When Aunt Lenore finally wound down, at age 94, the whole town turned out for the funeral.  The family bought five uniforms for the high school marching band and had them lead a New Orleans style parade down Union Street from St. Edith’s church to the cemetery out behind the softball field.  It lacked some authenticity, as the band didn’t know how to play “Just A Closer Walk With Thee.”  The best we could do was “Joy to the World” (the Creedence version, not the Christmas Carol). Since Aunt Camilla was already “appalled, disgusted, and sickened” by what she called “The Spectacle,” the bullfrog was just one more detail to offend her delicate sensibilities.  She’d tried to put her dainty, size 5 foot down on the horseshoe wreath Aunt L had explicitly requested and her request to be buried in jeans and her beloved “I Love Dachshunds” sweatshirt.  We outnumbered Aunt Camilla who washed her hands of the whole thing, and did as Aunt L wanted.  (As a child I always thought Aunt Camilla must have the cleanest hands in Silver Creek as she was always washing them of something.)

The Reverend Polehouse delivered a lovely sermon about “loving thy neighbor” which, considering Aunt L’s many love affairs, seemed to be full of double entrendres that kept me just this side of giggles the entire time.  Then we all stood and sang, “There is a Green Hill” and went outside to join the parade.  All except Aunt Camilla, of course, who demanded to be driven the ¾ of a mile to the cemetery in a decent manner.  We played rock/paper/scissors to see who had to drive her.  My cousin, Daniel lost and helped Aunt Camilla into his pickup, which she regarded with horror.

After the graveside service (the solemnity of which was marred somewhat by the intrusion of a large and muddy sheepdog that came out of nowhere with a repulsive tennis ball in his mouth and a hopeful look on his face and who would not be dissuaded from bumping into us until someone, I think it was Mr.
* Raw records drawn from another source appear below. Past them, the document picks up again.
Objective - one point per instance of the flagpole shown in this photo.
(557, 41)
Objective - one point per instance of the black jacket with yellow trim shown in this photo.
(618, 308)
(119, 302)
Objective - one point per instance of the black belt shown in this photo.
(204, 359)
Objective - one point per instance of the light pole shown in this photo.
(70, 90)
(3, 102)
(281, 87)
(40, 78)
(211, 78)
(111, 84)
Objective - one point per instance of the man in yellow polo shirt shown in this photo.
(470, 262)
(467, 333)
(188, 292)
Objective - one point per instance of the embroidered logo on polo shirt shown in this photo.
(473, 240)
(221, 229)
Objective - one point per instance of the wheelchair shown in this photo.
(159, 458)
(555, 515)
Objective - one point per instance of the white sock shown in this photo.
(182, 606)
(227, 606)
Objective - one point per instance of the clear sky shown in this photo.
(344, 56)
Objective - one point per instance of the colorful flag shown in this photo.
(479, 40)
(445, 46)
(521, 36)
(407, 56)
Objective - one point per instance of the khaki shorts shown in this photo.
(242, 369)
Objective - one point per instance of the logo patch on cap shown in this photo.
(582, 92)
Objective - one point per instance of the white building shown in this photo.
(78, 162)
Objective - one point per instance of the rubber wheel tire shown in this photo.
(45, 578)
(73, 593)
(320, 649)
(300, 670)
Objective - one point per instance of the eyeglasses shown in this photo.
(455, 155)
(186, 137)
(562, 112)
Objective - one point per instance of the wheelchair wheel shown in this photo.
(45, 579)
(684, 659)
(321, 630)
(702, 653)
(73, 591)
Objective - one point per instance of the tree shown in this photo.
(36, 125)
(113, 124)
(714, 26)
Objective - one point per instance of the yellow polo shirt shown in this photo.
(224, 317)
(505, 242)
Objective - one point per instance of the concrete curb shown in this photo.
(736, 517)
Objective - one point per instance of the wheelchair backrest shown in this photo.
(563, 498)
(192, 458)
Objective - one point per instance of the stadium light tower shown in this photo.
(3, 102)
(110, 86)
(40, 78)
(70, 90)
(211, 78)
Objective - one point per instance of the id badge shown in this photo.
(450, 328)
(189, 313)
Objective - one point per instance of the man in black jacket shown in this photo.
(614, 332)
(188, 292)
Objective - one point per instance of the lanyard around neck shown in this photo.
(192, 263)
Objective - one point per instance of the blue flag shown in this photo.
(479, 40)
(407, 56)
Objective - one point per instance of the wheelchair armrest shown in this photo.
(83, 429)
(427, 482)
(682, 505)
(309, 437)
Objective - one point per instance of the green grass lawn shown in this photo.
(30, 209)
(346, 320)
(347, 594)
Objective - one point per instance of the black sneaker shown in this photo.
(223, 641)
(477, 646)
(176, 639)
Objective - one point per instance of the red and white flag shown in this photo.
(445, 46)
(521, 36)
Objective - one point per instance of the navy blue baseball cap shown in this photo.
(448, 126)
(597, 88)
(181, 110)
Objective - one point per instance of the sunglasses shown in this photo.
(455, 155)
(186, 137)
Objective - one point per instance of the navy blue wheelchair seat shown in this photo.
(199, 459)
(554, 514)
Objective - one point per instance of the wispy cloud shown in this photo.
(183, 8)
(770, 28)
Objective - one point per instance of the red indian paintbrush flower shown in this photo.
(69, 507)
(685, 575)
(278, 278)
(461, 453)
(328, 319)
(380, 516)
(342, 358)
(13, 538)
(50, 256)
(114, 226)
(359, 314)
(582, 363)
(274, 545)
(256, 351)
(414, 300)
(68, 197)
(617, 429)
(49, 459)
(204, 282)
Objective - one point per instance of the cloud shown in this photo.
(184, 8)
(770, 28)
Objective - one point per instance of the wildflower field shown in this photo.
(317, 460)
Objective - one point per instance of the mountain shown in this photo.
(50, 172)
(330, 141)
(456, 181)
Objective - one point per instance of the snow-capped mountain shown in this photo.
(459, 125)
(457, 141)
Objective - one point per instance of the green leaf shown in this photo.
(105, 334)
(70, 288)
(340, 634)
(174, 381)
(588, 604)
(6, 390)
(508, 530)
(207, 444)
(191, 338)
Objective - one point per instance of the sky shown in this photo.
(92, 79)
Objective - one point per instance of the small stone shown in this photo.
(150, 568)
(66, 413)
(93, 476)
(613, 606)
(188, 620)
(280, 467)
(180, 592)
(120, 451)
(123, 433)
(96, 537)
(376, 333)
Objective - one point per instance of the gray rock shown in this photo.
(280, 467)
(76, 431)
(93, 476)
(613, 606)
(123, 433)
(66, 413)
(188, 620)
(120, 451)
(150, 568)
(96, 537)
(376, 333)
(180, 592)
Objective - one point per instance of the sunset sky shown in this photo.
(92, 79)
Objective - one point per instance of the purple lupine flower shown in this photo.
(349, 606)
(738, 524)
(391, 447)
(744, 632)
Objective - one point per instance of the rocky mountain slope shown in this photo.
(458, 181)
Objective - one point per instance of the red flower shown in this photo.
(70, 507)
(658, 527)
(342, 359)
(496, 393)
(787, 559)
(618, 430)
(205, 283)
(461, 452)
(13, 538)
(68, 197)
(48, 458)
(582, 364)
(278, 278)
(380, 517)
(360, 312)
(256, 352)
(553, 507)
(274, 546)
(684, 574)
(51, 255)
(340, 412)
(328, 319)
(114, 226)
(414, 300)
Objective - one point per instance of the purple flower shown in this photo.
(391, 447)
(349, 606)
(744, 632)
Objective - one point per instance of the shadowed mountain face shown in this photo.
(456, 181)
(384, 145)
Jeevers from the hardware store, threw it for him.) we all headed to the Foreign Legion hall for casseroles and condolences and some much-needed, heavily-spiked Hawaiian Punch.

The day was hot and all the ladies were attired in light dresses.  They were so heavily talcum powdered that when they went to hug you, small clouds of white rose like tiny dust storms from their bosoms and my sedate black dress soon had a grey tinge to it. 

The men loosened their ties and took off their jackets, retreating into male groups to discuss sports and business.  Across the street, the children were terrorizing the elementary school playground, their excited shrieks accompanied by the frenzied barks of the sheepdog that had followed the procession to the hall.

Inside the hall it seemed oddly dark after the brightness of the day.  Amid the photos of old veterans shaking hands with Bob Hope there were displays of Aunt L.  Pictures of her as a child, hugging a dumb looking sheep.  As a bobbed-haired teenager with overalls and an arm slung around a girl that nobody could identify.  On her first wedding day, and all the subsequent wedding days (four in all), in dresses of varying degrees of laughability and with husband of varying degrees of suitability.  The only one any of us had ever liked was husband number three, Otto.  A man of stunning plainness who obviously worshipped Aunt L and always went around looking slightly confused that such a force of nature had chosen him.  When he died of a heart attack on an Over 40 Club bus trip to Branson, Aunt L went into the only period of depression I’d ever seen her experience.